18 de fevereiro de 2015
| N° 18077
ARTIGOS - JORGE
BARCELLOS*
O SMARTPHONE COMO CONFESSIONÁRIO
Oque têm em comum Anna Clara
Mansur e os deputados estaduais citados na edição de Zero Hora do último dia 4?
Resposta: a suprema devoção ao smartphone. Anna Clara, transformada em “musinha
do fitness” em sua obsessão infantil de expor na internet sua busca pela
“perfeição corporal”; os deputados estaduais em sua obsessão por se expor nas
redes sociais mais do que dar atenção ao discurso
do governador.
Toda técnica de dominação tem
seus objetos de devoção. Desde os estudos de Michel Foucault, sabemos que o
poder tem formas muito diferentes de se manifestar, razão pela qual dedicou
seus últimos seminários a analisar o neoliberalismo, o que lhe valeu a crítica
de que estava indo “rumo à direita”. Nada mais injusto.
Pois o que vemos em ambas as
cenas é o quanto estamos imersos na realidade imposta pelo regime neoliberal.
Deputado ou criança, somos todos empresários de nós mesmos.
A consequência é que não somos
mais capazes de estabelecer com os outros relações que sejam livres de qualquer
finalidade pois “ser livre significa estar entre amigos”, diz Byung-Chan Hun.

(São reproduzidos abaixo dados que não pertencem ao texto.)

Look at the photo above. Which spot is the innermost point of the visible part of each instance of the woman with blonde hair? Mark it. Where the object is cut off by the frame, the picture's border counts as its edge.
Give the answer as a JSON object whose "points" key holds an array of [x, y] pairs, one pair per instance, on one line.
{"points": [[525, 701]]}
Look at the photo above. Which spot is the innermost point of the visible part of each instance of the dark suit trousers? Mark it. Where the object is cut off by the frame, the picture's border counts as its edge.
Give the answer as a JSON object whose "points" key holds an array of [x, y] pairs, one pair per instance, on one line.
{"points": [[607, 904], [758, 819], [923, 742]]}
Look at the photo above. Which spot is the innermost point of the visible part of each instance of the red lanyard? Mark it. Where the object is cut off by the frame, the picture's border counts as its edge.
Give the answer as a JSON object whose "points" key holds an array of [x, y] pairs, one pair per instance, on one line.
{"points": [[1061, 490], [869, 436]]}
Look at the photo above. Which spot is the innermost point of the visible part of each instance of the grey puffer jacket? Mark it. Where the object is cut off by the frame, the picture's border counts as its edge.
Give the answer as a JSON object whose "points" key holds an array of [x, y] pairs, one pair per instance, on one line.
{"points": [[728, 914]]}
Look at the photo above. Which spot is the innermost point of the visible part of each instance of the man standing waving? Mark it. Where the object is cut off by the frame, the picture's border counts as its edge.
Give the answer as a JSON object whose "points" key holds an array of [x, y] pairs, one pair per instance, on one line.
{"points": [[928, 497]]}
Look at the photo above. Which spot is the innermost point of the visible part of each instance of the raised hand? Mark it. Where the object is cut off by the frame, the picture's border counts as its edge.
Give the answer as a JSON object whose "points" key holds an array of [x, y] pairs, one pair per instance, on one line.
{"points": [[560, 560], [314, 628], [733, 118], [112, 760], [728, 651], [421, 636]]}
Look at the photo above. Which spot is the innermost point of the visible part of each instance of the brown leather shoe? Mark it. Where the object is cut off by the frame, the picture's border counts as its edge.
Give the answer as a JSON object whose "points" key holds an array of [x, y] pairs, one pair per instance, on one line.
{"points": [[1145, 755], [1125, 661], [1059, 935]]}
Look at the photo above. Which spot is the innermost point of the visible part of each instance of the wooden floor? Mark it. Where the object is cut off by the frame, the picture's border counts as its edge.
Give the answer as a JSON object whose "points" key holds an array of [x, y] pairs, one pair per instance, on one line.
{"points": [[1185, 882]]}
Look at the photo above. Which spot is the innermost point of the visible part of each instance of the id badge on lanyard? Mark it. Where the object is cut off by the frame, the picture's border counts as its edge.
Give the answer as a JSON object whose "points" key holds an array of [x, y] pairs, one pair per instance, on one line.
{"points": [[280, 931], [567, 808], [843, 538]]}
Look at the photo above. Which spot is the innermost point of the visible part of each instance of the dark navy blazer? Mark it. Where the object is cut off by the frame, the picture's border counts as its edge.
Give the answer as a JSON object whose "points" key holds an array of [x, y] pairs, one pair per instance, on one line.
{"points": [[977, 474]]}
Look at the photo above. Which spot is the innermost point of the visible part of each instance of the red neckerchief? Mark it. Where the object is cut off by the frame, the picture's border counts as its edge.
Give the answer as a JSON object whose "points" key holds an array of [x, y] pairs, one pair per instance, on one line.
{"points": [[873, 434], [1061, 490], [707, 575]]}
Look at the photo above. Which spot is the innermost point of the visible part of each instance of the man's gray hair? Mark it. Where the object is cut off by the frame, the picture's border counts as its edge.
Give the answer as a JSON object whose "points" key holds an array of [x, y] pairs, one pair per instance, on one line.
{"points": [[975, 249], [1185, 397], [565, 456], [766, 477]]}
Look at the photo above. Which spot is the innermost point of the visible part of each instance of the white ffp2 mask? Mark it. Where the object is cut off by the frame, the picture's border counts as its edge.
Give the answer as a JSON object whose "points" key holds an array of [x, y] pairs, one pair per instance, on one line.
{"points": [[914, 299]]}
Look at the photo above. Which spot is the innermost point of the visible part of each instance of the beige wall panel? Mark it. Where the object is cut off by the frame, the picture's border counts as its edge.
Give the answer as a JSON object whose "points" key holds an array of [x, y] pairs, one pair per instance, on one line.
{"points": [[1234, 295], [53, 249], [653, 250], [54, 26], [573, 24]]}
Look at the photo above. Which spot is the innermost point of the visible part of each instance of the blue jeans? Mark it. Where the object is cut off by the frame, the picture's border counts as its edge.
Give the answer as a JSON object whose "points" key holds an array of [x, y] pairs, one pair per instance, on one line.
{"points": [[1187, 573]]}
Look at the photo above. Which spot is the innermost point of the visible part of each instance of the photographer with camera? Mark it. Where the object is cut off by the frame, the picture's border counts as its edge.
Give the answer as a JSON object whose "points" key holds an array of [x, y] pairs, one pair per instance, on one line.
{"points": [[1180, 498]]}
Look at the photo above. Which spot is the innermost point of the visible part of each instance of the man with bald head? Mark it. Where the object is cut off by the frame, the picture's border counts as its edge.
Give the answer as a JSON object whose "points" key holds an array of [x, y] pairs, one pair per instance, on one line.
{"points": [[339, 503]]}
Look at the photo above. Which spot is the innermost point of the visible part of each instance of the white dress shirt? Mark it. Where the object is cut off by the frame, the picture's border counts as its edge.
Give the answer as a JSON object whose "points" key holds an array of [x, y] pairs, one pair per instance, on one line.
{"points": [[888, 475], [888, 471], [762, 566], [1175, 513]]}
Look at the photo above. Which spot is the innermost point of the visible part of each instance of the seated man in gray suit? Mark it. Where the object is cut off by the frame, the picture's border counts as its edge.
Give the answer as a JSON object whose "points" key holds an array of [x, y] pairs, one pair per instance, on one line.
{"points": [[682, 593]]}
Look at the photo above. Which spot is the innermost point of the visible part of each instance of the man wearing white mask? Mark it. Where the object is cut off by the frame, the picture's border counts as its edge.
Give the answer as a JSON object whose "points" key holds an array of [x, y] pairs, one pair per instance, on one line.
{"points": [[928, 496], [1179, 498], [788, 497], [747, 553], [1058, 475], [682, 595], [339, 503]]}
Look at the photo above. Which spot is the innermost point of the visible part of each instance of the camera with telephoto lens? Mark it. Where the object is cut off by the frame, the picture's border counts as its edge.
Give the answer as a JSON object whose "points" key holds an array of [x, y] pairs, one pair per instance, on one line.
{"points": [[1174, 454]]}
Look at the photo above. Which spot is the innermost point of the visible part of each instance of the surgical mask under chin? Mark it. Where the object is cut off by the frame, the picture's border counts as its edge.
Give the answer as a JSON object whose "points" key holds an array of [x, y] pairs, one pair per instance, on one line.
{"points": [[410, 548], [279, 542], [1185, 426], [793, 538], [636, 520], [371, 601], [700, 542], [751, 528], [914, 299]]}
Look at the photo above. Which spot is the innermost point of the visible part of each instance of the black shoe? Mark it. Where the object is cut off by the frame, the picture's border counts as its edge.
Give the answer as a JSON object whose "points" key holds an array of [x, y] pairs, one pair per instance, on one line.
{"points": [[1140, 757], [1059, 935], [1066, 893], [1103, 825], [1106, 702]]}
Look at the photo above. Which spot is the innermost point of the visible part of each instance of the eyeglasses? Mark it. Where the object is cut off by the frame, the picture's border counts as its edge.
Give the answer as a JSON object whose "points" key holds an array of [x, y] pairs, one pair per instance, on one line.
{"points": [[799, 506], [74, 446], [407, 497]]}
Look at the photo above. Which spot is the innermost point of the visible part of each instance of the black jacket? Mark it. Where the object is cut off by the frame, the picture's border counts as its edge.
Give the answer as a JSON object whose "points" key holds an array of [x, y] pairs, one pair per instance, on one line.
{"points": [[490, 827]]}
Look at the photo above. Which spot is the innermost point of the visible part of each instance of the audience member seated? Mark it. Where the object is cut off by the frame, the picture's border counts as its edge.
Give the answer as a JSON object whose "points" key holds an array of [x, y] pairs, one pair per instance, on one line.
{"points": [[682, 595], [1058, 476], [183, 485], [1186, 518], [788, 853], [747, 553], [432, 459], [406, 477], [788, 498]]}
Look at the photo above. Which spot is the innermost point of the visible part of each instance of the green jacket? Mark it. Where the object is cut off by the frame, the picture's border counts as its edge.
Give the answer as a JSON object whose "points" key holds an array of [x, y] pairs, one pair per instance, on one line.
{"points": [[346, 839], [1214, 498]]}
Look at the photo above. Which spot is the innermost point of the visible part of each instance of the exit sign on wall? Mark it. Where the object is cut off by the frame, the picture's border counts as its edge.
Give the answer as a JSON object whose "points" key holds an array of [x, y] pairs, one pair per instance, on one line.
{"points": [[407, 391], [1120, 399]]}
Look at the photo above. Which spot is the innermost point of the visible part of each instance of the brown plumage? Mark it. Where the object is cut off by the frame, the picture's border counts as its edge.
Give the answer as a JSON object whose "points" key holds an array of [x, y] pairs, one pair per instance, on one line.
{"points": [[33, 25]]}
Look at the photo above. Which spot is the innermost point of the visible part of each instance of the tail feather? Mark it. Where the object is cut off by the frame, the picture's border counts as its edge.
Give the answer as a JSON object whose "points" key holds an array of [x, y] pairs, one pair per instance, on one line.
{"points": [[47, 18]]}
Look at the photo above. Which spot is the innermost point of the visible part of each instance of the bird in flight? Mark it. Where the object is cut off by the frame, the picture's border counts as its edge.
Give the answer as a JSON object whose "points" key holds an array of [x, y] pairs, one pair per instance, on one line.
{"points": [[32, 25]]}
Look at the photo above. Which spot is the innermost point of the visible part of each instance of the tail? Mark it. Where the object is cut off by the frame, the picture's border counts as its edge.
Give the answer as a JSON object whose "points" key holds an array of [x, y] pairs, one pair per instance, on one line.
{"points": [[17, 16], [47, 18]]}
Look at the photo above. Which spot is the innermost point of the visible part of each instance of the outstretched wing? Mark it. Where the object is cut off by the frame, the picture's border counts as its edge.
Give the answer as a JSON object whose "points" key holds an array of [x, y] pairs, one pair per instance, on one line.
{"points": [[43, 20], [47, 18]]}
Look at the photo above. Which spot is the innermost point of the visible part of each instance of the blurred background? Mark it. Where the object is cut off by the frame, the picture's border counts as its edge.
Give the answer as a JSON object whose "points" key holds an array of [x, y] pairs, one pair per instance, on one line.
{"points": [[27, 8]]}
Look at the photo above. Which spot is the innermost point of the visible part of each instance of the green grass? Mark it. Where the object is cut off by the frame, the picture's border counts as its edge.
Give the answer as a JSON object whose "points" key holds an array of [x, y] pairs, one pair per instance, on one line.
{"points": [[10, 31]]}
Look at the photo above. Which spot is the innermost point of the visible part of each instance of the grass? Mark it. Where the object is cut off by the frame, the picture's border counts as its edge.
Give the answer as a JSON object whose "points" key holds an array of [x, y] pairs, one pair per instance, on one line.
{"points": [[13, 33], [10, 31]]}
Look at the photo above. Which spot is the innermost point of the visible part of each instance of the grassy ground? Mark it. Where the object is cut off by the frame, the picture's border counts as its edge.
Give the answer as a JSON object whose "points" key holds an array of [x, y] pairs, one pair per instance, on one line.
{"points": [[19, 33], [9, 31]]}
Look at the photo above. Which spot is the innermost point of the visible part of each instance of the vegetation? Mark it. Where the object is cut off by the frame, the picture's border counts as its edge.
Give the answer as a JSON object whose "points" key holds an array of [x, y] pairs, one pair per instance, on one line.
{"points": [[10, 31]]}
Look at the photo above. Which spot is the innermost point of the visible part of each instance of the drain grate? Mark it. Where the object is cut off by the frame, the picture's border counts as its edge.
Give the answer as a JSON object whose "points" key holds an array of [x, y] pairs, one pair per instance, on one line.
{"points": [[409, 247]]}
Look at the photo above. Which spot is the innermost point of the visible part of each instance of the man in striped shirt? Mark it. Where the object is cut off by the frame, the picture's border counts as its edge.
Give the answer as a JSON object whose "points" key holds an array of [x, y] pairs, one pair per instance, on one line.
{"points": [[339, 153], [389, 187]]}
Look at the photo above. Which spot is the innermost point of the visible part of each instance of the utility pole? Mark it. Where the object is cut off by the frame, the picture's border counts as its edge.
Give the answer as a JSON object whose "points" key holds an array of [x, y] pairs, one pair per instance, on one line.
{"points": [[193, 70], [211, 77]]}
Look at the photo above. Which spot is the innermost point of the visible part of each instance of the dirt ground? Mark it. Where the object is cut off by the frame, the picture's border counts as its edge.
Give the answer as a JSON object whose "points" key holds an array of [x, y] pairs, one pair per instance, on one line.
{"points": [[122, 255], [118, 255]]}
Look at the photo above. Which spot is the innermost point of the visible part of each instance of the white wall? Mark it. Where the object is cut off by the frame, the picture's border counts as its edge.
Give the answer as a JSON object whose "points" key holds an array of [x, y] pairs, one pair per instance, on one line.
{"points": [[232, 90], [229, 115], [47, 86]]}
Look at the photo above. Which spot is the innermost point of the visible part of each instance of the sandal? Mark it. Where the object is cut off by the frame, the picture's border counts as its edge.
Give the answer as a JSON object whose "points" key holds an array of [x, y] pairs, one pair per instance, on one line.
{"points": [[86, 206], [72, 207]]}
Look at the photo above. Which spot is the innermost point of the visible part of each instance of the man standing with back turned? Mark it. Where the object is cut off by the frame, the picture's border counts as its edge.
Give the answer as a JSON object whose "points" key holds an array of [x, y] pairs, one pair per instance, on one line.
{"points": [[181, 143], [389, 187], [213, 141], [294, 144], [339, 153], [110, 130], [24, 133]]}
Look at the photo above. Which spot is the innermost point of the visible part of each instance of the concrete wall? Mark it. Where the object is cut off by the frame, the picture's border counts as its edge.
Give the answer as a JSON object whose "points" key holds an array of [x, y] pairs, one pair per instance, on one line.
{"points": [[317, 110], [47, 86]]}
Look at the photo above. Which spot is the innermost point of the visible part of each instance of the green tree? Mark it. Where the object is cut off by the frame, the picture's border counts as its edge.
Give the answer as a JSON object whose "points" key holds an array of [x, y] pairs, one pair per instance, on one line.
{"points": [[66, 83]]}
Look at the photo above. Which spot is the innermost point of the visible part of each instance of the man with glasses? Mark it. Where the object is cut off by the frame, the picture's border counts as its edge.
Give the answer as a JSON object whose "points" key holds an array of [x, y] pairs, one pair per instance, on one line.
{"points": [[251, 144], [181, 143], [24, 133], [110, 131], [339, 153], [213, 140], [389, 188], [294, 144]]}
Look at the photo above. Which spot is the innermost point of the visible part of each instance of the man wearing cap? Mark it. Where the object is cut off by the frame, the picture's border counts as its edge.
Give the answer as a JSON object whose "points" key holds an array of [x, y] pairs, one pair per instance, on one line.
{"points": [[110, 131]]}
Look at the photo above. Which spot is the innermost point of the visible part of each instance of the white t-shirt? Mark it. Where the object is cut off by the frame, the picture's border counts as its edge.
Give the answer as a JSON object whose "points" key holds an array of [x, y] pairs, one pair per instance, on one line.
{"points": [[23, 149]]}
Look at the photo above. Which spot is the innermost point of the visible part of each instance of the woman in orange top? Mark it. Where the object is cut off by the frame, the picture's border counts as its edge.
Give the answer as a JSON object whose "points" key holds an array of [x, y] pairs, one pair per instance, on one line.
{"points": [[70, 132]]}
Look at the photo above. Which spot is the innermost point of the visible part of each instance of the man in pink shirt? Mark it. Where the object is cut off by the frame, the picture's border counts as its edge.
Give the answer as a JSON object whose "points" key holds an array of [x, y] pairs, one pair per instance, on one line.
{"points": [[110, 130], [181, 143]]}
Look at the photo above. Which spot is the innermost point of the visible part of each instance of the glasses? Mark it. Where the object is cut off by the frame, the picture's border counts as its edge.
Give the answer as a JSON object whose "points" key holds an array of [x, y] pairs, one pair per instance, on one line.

Ora, o que o neoliberalismo agora faz em sua fase psicopolítica é explorar
nossa psiquê, é nos fazer “sentir” obrigados a mostrar e explorar nossa
liberdade: agora ser livre é sinônimo de se “comunicar intensamente”.
O mercado aprimorou as formas de
se tornar nossa nova religião. Esse uso excessivo do smartphone indica os
sintomas desta nova religiosidade: o que é a devoção de Anna Clara e dos
deputados ao smartphone, se não a prova de que a expressão “devoto” significa
exatamente isso, “submissão?
O que é o apego silencioso e
atento ao aparelho feito pelos deputados se não, de certa forma, a repetição do
gesto que envolve o “rosário” e que serve para examinar e controlar-se a si
mesmo? O que significa o botão de “curtir”, se não o nosso novo “amém”, agora
transformado em amém digital? Que é o Facebook, se não outro tipo de igreja com
seus seguidores, os “amigos”? O smartphone deixou de ser um telefone para se
transformar num confessionário, eis a questão.